Visiting India for the first time was a fascinating experience. I’m sure everyone has their own tales to tell, but let’s get down to food, and seafood.
Indian is about 90% vegetarian and even a trip to an Indian McDonalds tells that story: the franchise advertises a host of vegetarian style burgers that I didn’t get the time to try but would have loved to see how the national franchise makes vegetarian food exciting (something India absolutely excels at).
Chickpeas is the main source of protein and it’s normally found in the ubiquitous chola, essentially a mildly-spiced chickpea curry served with Indian bread. Dhal is ubiquitous. It’s even served as the one and only dish on Jet Airways domestic flights with tea, and surprisingly, a Kit Kat!
Over the next few days, I enjoyed eating a wide range of vegetarian dishes. This reminded me of a conversation I had last year with Simon Billing, who runs the Protein Challenge — an initiative by non-profit Forum for the Future. The challenge has the ambitious goal of making sure a growing world population has adequate access to protein by 2040. For the Forum for the Future, making vegetarian food every bit as appealing as dishes containing animal protein is as important as promoting novel protein sources, for example, and the forum has enlisted top chefs to help achieve this goal. Surely gathering some of these fantastic recipes from India will be a key part of that challenge.
Louis Dreyfus CEO Gonzalo Ramirez said earlier this year that texturized vegetable protein (TVG) could experience a second wave of growth with more sophisticated products targeted at this market rapidly expanding market. India could be a great market for this segment, he said. Proponents of the so-called plant-based alternative protein market, which has risen so sharply to prominence in the past year, offers Indians with rising incomes culinary alternatives without having the to eat meat. This would bypass the traditional trend of rising GDP resulting in more meat and fish consumption.
The small minority of Indians who like to eat meat — and they number significantly more than 100 million — are surprisingly indulgent. The issue of protein deficiency in India however is a massive topic. According a recent Times of India article, most of the country is protein deficient and most people don’t know what the ideal protein intake is. Cereal constitutes 60% of an average diet, and that means that the little protein in the diet is lacking in key amino acids such as methionine, crucial for growth and tissue repair.
As a long-time resident of a South American country, and traveling in tow with my MBA colleague Julio Zavaleta (a resident of Lima), we were expecting to take scenes in our stride. However, we were both shocked by the state of the urban homeless poor. It was significantly higher than Peru and starkly different to Chile. We also found worse traffic than Lima, much to our amusement.
Protein deficiency is slightly less of an issue in some coastal areas that are rich in fish stocks. India is most likely a massive consumer of fish in coastal areas. But the lack of cold storage in the country means most of that fish is consumed at knock-down prices ports and seaside towns. The Arabian Sea is richer in marine diversity than the Bay of Bengal to the east of the country. This would explain why the city of Chennai appears in the above-mentioned Times of India article is one of the most protein deficient in the country. A local delicacy in Mangalore, which I visited, is pomfret served as a Mangalorean curry with coconut. Absolutely delicious!
Mangalore is the hub of India’s fishmeal industry and indeed this stretch of southwest coast in the state of Karnataka (just south of Goa), is incredibly rich in sardines. That said, India’s overall shrimp industry is growing at an alarmingly fast rate and seemingly causing a local shortage of core ingredient fishmeal as I detailed for Undercurrent News, in both a news story and the feed innovation report.
India’s insatiable demand for fishmeal has led top suppliers such as Mukka Seafoods to source from Africa and Oman. You have to wonder that the entry of the feed industry’s big guns — Cargill, Thai Union, and Charoen Pokphand Foods (CPF) — might professionalize the supply chain and take the strain off local fishmeal supplies.

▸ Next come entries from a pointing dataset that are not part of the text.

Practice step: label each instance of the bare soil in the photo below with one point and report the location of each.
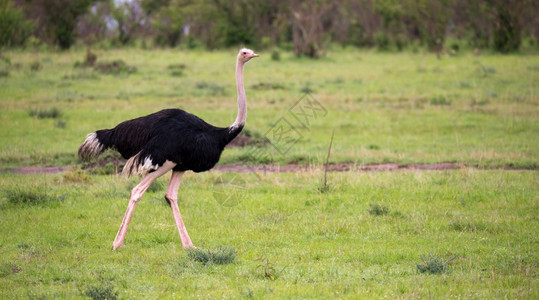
(343, 167)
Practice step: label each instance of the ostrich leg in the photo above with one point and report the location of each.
(136, 195)
(172, 196)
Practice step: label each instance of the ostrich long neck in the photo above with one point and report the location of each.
(242, 102)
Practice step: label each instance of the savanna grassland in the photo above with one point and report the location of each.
(465, 233)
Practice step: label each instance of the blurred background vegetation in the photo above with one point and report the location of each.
(304, 27)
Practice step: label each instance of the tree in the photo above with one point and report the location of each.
(58, 18)
(307, 26)
(14, 29)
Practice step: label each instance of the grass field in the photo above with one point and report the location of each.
(405, 108)
(466, 233)
(363, 238)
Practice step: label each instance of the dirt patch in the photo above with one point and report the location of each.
(343, 167)
(39, 170)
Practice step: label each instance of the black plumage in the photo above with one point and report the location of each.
(170, 139)
(169, 134)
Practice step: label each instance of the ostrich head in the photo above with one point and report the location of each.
(246, 54)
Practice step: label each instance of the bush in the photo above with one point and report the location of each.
(222, 255)
(102, 292)
(381, 40)
(378, 209)
(52, 113)
(32, 195)
(115, 67)
(434, 264)
(14, 29)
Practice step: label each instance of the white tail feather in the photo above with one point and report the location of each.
(91, 147)
(134, 166)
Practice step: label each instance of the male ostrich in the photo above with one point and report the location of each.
(170, 139)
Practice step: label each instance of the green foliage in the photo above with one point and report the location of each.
(104, 291)
(36, 66)
(440, 100)
(221, 255)
(48, 113)
(31, 195)
(434, 265)
(14, 28)
(176, 70)
(116, 67)
(75, 175)
(377, 209)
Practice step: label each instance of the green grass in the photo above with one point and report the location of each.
(290, 240)
(409, 234)
(398, 107)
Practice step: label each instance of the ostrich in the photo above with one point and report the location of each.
(170, 139)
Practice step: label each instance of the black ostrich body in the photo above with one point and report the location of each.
(169, 134)
(168, 140)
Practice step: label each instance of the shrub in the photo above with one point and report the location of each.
(434, 264)
(440, 100)
(222, 255)
(36, 66)
(102, 292)
(116, 67)
(378, 209)
(32, 195)
(14, 28)
(52, 113)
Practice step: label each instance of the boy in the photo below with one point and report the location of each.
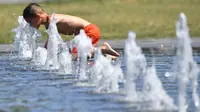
(66, 24)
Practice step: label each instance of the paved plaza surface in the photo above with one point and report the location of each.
(119, 44)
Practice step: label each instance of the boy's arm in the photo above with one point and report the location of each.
(46, 43)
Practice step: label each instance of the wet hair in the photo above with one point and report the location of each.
(31, 10)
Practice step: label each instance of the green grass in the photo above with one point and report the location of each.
(148, 18)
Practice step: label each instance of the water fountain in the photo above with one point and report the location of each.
(84, 46)
(105, 75)
(25, 39)
(136, 65)
(52, 47)
(64, 59)
(187, 67)
(39, 56)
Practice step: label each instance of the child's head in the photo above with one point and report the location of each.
(34, 15)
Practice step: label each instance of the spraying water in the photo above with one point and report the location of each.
(84, 46)
(154, 92)
(64, 59)
(105, 75)
(188, 67)
(25, 39)
(136, 65)
(52, 47)
(39, 56)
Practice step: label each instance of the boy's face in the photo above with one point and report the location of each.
(34, 21)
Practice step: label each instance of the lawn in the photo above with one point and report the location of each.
(148, 18)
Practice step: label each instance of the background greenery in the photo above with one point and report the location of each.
(148, 18)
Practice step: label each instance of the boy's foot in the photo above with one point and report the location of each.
(107, 49)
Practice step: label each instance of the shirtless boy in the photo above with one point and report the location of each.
(66, 24)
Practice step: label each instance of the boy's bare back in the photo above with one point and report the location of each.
(68, 24)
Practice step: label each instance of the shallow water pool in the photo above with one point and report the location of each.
(26, 88)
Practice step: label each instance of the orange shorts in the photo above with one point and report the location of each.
(92, 31)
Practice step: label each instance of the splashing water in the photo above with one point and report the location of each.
(105, 75)
(39, 56)
(52, 47)
(153, 91)
(84, 46)
(136, 66)
(188, 67)
(135, 63)
(64, 59)
(25, 39)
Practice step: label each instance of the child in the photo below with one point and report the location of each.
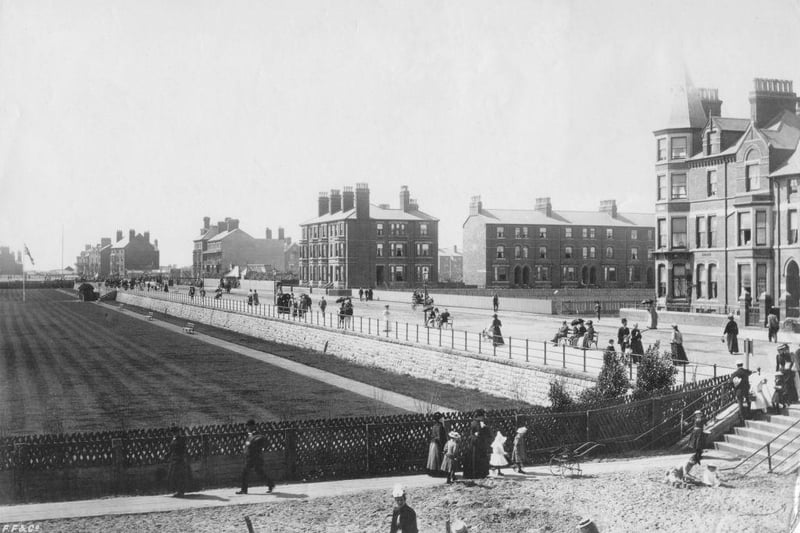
(519, 455)
(450, 454)
(499, 456)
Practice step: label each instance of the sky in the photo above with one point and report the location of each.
(151, 114)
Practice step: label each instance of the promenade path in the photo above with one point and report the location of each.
(226, 497)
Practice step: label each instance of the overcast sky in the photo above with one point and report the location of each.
(151, 114)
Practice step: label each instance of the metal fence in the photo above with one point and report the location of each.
(521, 350)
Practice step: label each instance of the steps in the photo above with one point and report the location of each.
(756, 433)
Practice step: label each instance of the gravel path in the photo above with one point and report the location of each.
(618, 501)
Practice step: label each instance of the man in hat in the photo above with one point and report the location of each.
(404, 519)
(252, 458)
(740, 379)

It’s of no surprise that India — weeks after my visit — announced a fisheries improvement project (FIP). Cargill doesn’t readily buy into a supply chain that could be purchasing sardines out of war torn Yemen, or from West Africa to be fed to Indian shrimp that end up on dinner plates in Oklahoma. My guess is that the government of Narendra Modi to announce formal fishing quotas in the not too distant future — like Peru does.
Right now, Thailand has absorbed all of the attention of the folks who look at sustainability issues in south and southeast Asia. But a smart government will know that the spotlight will soon swing elsewhere in a region that needs to up its game in both the sustainability of wild capture fisheries and aquaculture practices.